Ich hatte beim Einpacken der tausend Sachen Gott sei Dank nicht mithelfen müssen, wahrscheinlich auch, weil ich noch nicht laufen konnte. Meine Mutter erzählte jedem in Reichweite, dass ich ihr Sonnenschein sei und immer gute Laune hätte. Mir war vor allem wichtig, dass immer genug Muttermilch da war und sich ihre Nippel in Reichweite befanden. Meine Schwester hasste mich deswegen. Sie wollte natürlich auch wieder an diese herrliche Theke des freudigen Genusses, aber das Lokal war eben nur noch für den kleinen Atze geöffnet. Sorry, only for members, kleine Prinzessin!
Doch wenn ich geahnt hätte, was dadurch im Kopf meiner Schwester an Bösem erwachte, hätte ich sie augenblicklich und liebend gerne selbst gestillt.
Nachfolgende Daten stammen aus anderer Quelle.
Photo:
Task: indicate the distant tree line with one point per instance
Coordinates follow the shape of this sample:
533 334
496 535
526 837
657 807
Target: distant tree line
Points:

Nach zwei Stunden Fahrt stand der Möbelkutter qualmend vor Omas Haustür. Oma strahlte wie ein Primelpott, und alle hatten den Eindruck, dass ihr größter Wunsch in Erfüllung gegangen war. Ihre Tochter war wieder zu Hause! Mit meinem Papa verstand sie sich auch bestens, und nach uns Kindern war sie sowieso total verrückt. Ich muss es an dieser Stelle mal sagen: Das war heile Welt in Reinkultur. Von da an war immer jemand zu Hause, und für Kinder ist so ein Haus mit Garten selbstredend großartig.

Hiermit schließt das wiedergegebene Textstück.